L’arrivée de Josefine et Tilman pourrait apparaître, dans un premier temps, comme un cataclysme. Ils sont jeunes, vifs, les deux pieds dans la vie. Josefine parle beaucoup, sur un ton alerte, elle va vite, elle dit tout, sans filtre :  la défonce, le sexe, la folie. Ils ont visiblement perçu les pièges morbides dans lesquels leurs aînés sont tombés, alors ils inventent, cherchent, à toute vitesse. Mais ce n’est pas si simple. Alors qu’on pourrait imaginer que ces deux couples se fassent face, que leur énergie soit duelle, très vite, ces énergies se reconfigurent de manière subtile, elles se déplacent sans cesse. Les fragments s’enchaînent avec des entrées et sorties de scène qui redistribuent les rôles en permanence. Ils ne restent pas à quatre sur le plateau. Les couples se défont et les duos reconstitués, féminins et masculins, ne tiennent pas très longtemps non plus. Ces figures apparaissent comme des êtres profondément isolés, des écorchés vifs incapables de trouver un terrain commun, d’être juste ensemble.

 

Julia n’a « aucun contrôle sur ce qu’elle dit », elle semble être sous la coupe des artistes pour lesquels elle travaille, mais elle tisse minutieusement sa toile, celle dont Paul – qui aime pourtant visiblement les hommes – n’a jamais pu s’extraire.
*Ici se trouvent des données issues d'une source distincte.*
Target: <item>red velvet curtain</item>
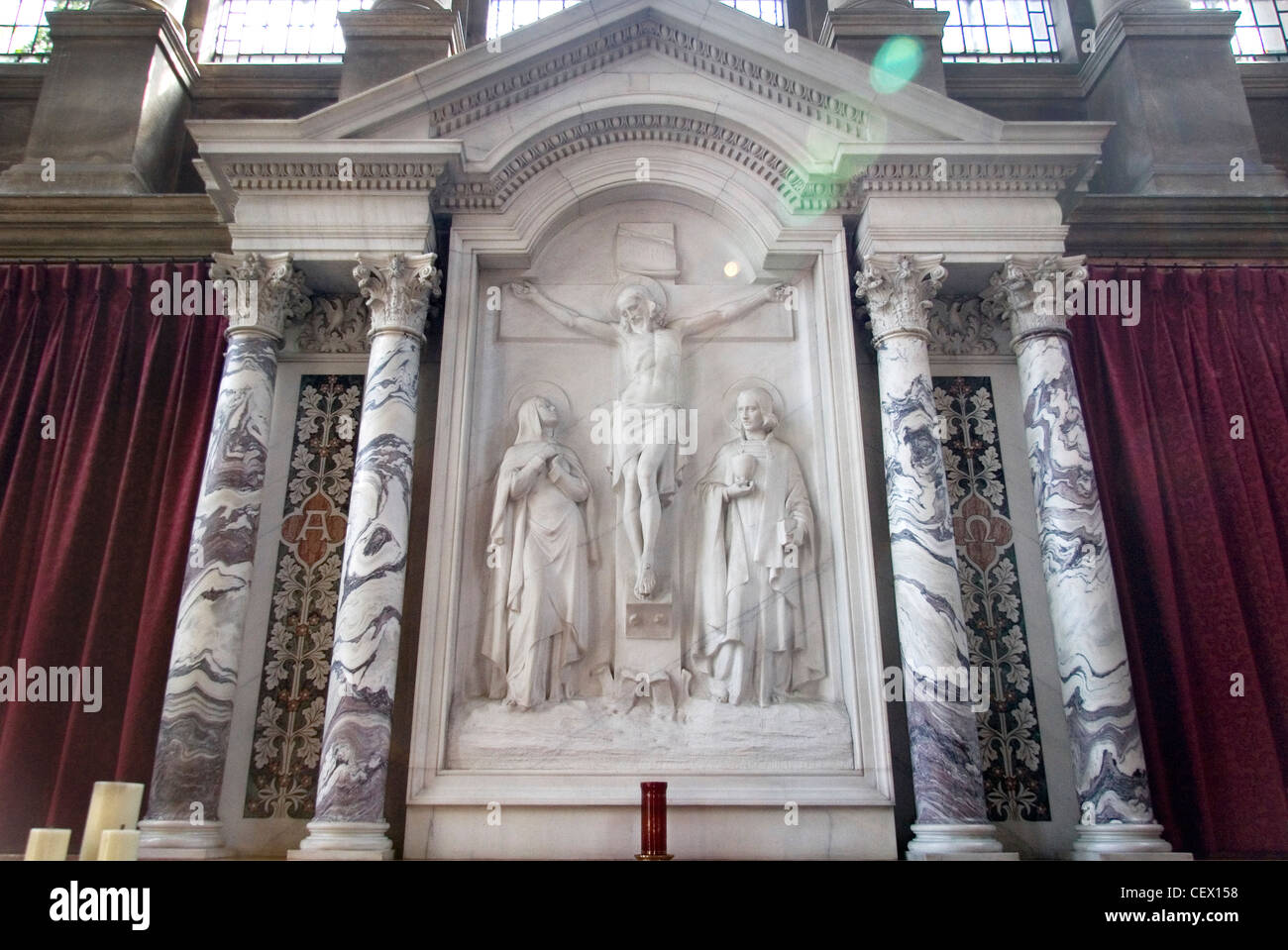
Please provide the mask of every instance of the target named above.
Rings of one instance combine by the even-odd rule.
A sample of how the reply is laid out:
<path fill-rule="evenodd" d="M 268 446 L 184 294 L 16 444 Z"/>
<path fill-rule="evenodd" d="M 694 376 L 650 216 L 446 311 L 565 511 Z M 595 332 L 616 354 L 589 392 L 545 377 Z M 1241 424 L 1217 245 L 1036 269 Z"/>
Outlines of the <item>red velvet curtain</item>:
<path fill-rule="evenodd" d="M 1155 814 L 1288 856 L 1288 269 L 1091 277 L 1141 290 L 1070 326 Z"/>
<path fill-rule="evenodd" d="M 98 712 L 0 703 L 0 851 L 152 772 L 225 326 L 152 314 L 176 270 L 0 265 L 0 666 L 103 668 Z"/>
Paul se targue d’être connu « pour ses célèbres salades grecques » (on se demande bien d’ailleurs comment il la prépare pour Tilman puisque le frigo est vide…), essaie d’être drôle et léger avec le jeune couple, tout en rappelant qu’il « n’a pas d’âme ». Selon Julia, Josefine « était une candidate exceptionnelle », mais à quel poste ? Pour quel rôle ? Si Josefine apparaît dans un premier temps comme une jeune femme libre et libérée, elle ne parvient pas à tenir à distance l’emprise que Julia met en place progressivement : c’est sa cheffe qui la pousse à révéler à son compagnon qu’elle est enceinte, c’est elle qui ne l’empêche pas de boire du whisky dans un bar lorsqu’elles sortent, en pleine nuit, acheter du vin et des bretzels, c’est elle encore qui lui impose de travailler au petit matin, à l’issue de cette folle nuit. Quant à Tilman, on ne sait pas si son passé d’addict lui colle à la peau, on n’est pas certaine que ses inquiétudes de voir son hypothétique enfant souffrir des mêmes maux que lui soit bien réelle ou un simple prétexte pour ne pas devenir père, toujours est-il qu’il se révèle assez incontrôlable.

 

En réalité, cette traversée nocturne autour de ces deux couples est construite autour du gouffre de l’absence : ils ne se rencontrent pas. L’écriture est radicale et aiguisée. Cette nuit sans sommeil fait apparaître les failles et les fissures de ces êtres qui ne sont que les pâles fantômes de ce qu’ils furent ou désirent être.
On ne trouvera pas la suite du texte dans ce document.